Winnipeggers arrive home after delays to find lost luggage
Toronto airport problems cause air traffic snarls across Canada, mass luggage losses
Winnipeggers who tried to escape the cold experienced significant delays at the airport on Tuesday and Wednesday, and now, some are missing their luggage.
Cold weather in Toronto has forced the airport to delay and cancel hundreds of flights, creating a ripple effect being felt at James Richardson International Airport in Winnipeg.
In Winnipeg, travellers who had to connect through other cities arrived home without all of their bags.
Azucena and Jose Sagastizado arrived in the city on Wednesday after 24 hours of travel from El Salvador.
But only two of their four bags arrived with them.
“This is stressful, but we understand the situation because of the weather,” said Azucena.
The pair already contended with a 12 hour delay in their flights and will now have to wait at least 24 more for their belongings.
Air Canada staff told the pair their luggage is stuck in Chicago, and they should receive it within 24 hours.
Officials said the Winnipeg airport isn’t experiencing the same luggage backlogs as Toronto and some U.S. cities like Chicago, but those who are arriving in the city from connecting flights could be affected.
Siblings Samar and Tarek Julaidan were among them. It was supposed to take them 18 hours to get from Saudi Arabia to Winnipeg, but it ended up taking three days.
And when they arrived, one of their bags was missing.

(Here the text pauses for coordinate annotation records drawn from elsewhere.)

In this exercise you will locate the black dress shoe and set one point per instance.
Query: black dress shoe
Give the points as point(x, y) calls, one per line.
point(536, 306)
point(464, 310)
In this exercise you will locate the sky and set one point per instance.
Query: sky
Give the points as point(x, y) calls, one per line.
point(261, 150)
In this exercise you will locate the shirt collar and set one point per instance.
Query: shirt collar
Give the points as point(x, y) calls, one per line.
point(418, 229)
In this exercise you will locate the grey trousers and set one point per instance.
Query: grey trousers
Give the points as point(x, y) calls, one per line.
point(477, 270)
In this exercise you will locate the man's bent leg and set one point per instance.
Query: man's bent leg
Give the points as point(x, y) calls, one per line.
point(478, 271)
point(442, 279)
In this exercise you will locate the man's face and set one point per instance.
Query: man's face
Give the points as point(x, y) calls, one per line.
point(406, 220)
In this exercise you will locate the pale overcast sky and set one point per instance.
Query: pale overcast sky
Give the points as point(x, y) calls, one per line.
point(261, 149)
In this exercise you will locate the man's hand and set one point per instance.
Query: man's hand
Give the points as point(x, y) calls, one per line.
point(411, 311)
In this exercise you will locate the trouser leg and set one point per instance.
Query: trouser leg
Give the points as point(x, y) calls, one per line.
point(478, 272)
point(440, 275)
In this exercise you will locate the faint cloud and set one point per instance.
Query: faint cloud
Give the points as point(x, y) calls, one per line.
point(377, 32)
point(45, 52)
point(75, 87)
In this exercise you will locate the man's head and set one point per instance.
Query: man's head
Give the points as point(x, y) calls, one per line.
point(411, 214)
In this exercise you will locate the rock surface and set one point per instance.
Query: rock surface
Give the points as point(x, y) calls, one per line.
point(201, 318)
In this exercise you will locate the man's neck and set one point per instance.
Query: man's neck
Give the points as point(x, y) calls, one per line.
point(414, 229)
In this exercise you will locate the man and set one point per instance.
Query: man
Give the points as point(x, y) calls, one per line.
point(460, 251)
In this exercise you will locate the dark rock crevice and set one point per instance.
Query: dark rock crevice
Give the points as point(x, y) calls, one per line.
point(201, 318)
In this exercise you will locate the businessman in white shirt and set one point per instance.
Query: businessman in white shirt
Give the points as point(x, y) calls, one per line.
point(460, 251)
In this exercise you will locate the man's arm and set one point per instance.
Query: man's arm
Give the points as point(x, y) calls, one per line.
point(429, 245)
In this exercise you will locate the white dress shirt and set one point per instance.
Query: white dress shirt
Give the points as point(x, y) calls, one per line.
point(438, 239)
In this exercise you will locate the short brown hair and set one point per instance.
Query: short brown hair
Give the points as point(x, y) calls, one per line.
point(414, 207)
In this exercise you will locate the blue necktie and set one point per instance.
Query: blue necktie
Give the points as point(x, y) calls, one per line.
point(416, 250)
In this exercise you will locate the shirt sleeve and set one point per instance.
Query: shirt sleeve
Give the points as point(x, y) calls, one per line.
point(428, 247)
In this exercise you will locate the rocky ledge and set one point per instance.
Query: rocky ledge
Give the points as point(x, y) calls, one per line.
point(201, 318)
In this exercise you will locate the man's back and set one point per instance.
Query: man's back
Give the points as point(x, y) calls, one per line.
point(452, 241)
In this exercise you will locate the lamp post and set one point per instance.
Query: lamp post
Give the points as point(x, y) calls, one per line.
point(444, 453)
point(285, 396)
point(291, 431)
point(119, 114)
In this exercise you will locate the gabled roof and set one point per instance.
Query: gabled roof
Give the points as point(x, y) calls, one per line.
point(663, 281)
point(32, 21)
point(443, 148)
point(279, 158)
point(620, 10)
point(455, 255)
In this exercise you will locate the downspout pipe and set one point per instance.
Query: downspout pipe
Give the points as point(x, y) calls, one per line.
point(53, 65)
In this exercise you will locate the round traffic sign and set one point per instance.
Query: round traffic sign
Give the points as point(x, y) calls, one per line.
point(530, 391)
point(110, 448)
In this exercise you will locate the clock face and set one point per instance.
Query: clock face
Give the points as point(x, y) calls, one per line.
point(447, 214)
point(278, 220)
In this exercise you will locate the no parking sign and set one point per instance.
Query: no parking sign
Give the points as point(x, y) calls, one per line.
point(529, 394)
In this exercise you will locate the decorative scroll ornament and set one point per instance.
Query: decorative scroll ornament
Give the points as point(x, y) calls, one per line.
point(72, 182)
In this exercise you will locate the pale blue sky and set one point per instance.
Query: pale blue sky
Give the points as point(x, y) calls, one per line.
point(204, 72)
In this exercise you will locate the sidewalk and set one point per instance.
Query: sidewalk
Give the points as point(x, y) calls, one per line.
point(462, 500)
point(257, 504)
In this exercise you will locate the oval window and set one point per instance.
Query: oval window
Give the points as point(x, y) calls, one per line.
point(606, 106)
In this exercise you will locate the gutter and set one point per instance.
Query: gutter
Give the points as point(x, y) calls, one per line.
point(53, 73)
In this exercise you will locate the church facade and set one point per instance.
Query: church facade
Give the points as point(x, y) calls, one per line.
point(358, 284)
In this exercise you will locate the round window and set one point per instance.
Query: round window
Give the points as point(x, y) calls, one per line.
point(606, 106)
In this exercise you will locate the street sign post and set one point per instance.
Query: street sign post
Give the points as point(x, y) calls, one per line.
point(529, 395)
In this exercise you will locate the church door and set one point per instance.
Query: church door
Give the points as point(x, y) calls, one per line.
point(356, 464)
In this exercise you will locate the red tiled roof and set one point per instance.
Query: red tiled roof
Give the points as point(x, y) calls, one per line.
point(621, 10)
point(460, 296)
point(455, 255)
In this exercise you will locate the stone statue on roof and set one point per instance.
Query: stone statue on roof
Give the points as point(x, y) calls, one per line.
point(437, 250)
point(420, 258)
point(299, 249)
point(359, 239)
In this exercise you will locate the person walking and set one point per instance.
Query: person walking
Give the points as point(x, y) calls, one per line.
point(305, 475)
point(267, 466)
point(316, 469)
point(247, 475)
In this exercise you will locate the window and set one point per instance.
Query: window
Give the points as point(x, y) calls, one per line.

They were told it’s somewhere in the sea of luggage at Toronto’s Pearson Airport.
“We spent three hours looking for our bags, and in the end, we didn’t find it,” said Tarek. “Then we asked someone, and they told us, ‘You’re going to find it in Winnipeg.’ And then we didn’t.”
Air Canada told them they should be reunited with the bag in about 48 hours.
Both Air Canada and West Jet officials said they are working hard to reunite passengers with their bags.
Waits worst in 4 years, expert says
Ron Pradinuk, a local travel agent, said he thinks it could be at least a week before air travel returns to normal.
“This is pretty bad,” he said. “I’ve seen some pretty bad conditions on weather that have done some great delays. You need to go back to that volcanic ash [to see these types of delays]. That was a long time ago.”
Pradinuk said the last time air travel was this badly disrupted was when a volcano blew in Iceland almost four years ago.
But, he said, not all flights are being affected by the cold weather.
“We’re not running into big, big problems on north-south flights on charter craft,” said Pradinuk. “There’s a difference between a scheduled airline that goes east-west most of the time and a charter craft that fundamentally goes back and forth.”
Flights that go directly south to charter destinations are least affected, according to Pradinuk, but others who have planned east-west connecting flights may miss their trips.
Winnipeg Airports Authority spokeswoman Felicia Wiltshire said things are almost back to normal.
“There’s some minor delays today, but it’s not to the magnitude that we’ve seen and especially not what we were seeing yesterday,” she said. “You can never be too confident because the weather changes so quickly here.”
A handful of flights were cancelled on Tuesday morning, and others were delayed.